A Blackhole class offers also a method for CPU state change/refresh (Blackhole::consumeCPU).
So how particularly should this benchmark look like?
int doSomeCalculations(int x) { return 2*x; } @Benchmark public int noDeadCodeEliminationBenchmarkExample(Blackhole hole) { int result; for(int x = 0; x < 100; ++x) { result = doSomeCalculations(x); hole.consume(result); } return result; }
If you are curious what happens in Blackhole::consume method, you can see it right here:
Benchmark class:
package com.goyello; import org.openjdk.jmh.annotations.*; import java.util.concurrent.TimeUnit; import java.util.Random; @BenchmarkMode(Mode.AverageTime) @OutputTimeUnit(TimeUnit.NANOSECONDS) @State(Scope.Thread) public class DecToBinBenchmark { @State(Scope.Benchmark) public static class Data { Integer testValue; public Data() { this.testValue = new Random().nextInt(); } } @Warmup(iterations = 10) @Measurement(iterations = 10) @Benchmark public String decToBinSDKWay(Data data) { return Integer.toBinaryString(data.testValue); } @Warmup(iterations = 10) @Measurement(iterations = 10) @Benchmark public String decToBinBitwiseWay(Data data) { char[] bin = new char[32]; for(int i = 31; i > -1; --i) { bin[i] = (char) ((data.testValue&1)+48); data.testValue >>= 1; } return new String(bin); } } > java -jar benchmark-1.0.jar # JMH 1.17.5 (released 23 days ago) # VM version: JDK 1.8.0_92, VM 25.92-b14 # VM invoker: C:\Program Files\Java\jre1.8.0_92\bin\java.exe # VM options: <none> # Warmup: 5 iterations, 1 s each # Measurement: 5 iterations, 1 s each # Timeout: 10 min per iteration # Threads: 1 thread, will synchronize iterations # Benchmark mode: Average time, time/op # Benchmark: com.goyello.DecToBinBenchmark.decToBinBitwiseWay
And the results:
# Run complete.
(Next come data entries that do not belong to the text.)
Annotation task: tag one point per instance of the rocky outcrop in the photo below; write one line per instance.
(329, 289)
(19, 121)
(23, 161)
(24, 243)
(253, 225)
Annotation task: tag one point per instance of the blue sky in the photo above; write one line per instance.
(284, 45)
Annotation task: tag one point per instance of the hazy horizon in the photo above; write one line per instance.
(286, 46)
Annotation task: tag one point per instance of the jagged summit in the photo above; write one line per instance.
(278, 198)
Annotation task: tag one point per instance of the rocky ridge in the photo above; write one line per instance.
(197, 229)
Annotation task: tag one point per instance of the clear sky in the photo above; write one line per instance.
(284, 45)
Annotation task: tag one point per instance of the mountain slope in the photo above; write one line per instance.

Total time: 00:03:29 Benchmark Mode Cnt Score Error Units DecToBinBenchmark.decToBinBitwiseWay avgt 50 58,140 ? 4,748 ns/op DecToBinBenchmark.decToBinSDKWay avgt 50 74,641 ? 6,310 ns/op
Results analysis
Score
Average (in this case) time needed for a single iteration to execute code in units configured by @OutputTimeUnit, shown in the last column.
Error
Maximum deviation in benchmarks
Comments
It is best to leave your PC alone during benchmark tests.
- No Spotify
- No YouTube
- No project deployment
- No StackOverflow
- No Reddit
- No Hackerrank challenges
- And so on…
I think 5 iterations for warmup and for measurements while testing complex code are not enough. By default, it is 20, but with 4-5 benchmarks (and more) it can take hours.
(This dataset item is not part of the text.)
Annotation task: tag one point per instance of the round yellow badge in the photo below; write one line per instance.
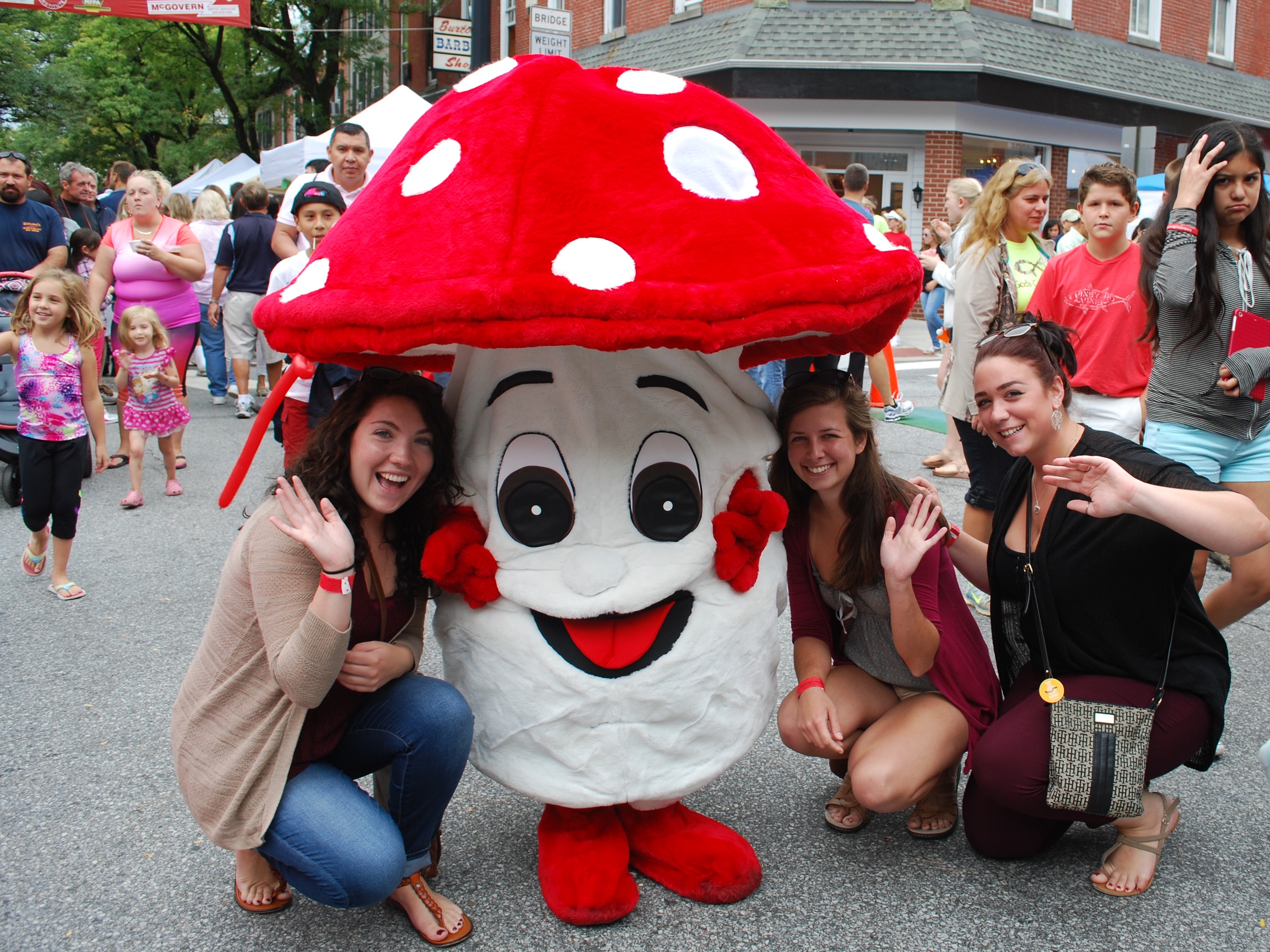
(1052, 691)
It is all about the balance (i.e. if you see that error ratio is significant, try increasing the amount of warmup iterations). Although it is possible, I do not think we should go below 10 iterations in more complex cases than my example class, just for the sake of results.
If you are working on a laptop, keep in mind to set it into the max performance mode.